The catch is that when a stock pays dividends, say, by a continuously compounded dividend yield $ q $ then $$ \frac{dS_t}{S_t}=r_{USD},dt\color{red}{-q,dt}+\sigma,dW_t,, $$ and $ S_te^{-r_{USD}t} $ is not longer a martingale either. Thank god this can be fixed because when you add to this the present value of the paid dividends then the process $$ M_t=S_te^{-r_{USD}t}+\int_0^tqS_ue^{r_{USD}(t-u)},du $$ is a martingale. See this answer.
Now to the FX rate.
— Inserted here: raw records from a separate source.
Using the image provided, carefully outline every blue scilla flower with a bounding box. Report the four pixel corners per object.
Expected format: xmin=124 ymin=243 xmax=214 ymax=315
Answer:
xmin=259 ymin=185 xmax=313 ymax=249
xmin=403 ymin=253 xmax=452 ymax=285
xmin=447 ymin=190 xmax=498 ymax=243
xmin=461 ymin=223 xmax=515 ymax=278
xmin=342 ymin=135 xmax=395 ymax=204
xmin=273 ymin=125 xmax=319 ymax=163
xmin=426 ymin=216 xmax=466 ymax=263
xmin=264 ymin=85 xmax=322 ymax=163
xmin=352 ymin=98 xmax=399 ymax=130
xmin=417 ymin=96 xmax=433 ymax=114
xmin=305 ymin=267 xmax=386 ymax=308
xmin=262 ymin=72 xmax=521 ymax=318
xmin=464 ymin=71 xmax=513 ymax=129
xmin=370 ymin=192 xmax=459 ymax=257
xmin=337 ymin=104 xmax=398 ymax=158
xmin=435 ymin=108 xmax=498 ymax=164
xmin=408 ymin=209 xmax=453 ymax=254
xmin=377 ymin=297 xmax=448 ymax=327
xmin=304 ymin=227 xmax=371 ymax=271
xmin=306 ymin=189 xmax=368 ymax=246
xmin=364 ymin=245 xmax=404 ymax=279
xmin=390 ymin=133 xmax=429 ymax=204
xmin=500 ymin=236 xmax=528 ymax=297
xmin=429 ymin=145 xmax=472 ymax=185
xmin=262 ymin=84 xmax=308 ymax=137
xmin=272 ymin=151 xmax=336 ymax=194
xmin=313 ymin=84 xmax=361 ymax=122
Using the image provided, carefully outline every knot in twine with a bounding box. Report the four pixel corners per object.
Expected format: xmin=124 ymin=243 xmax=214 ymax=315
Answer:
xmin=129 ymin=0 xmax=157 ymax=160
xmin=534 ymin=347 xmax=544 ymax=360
The well-known SDE $$ \frac{dX_t}{X_t}=r_{USD},dt\color{red}{-r_{EUR},dt}+\sigma,dW_t $$ suggests that $ r_{EUR} $ is the continuous compounded dividend yield that you receive when you hold one unit of $ X_t $ which is the price of one EUR in USD.
This makes a lot of sense because when we have 1 EUR in cash we can say that we hold $ X_t $ USD and we do receive $ r_{EUR} $ per time and share in dividends from holding that cash.
To make a long story short: $ X_te^{-r_{USD}t} $ is not a martingale but $$ M_t=X_te^{-r_{USD}t}+\int_0^tr_{EUR}X_ue^{r_{USD}(t-u)},du $$ is one.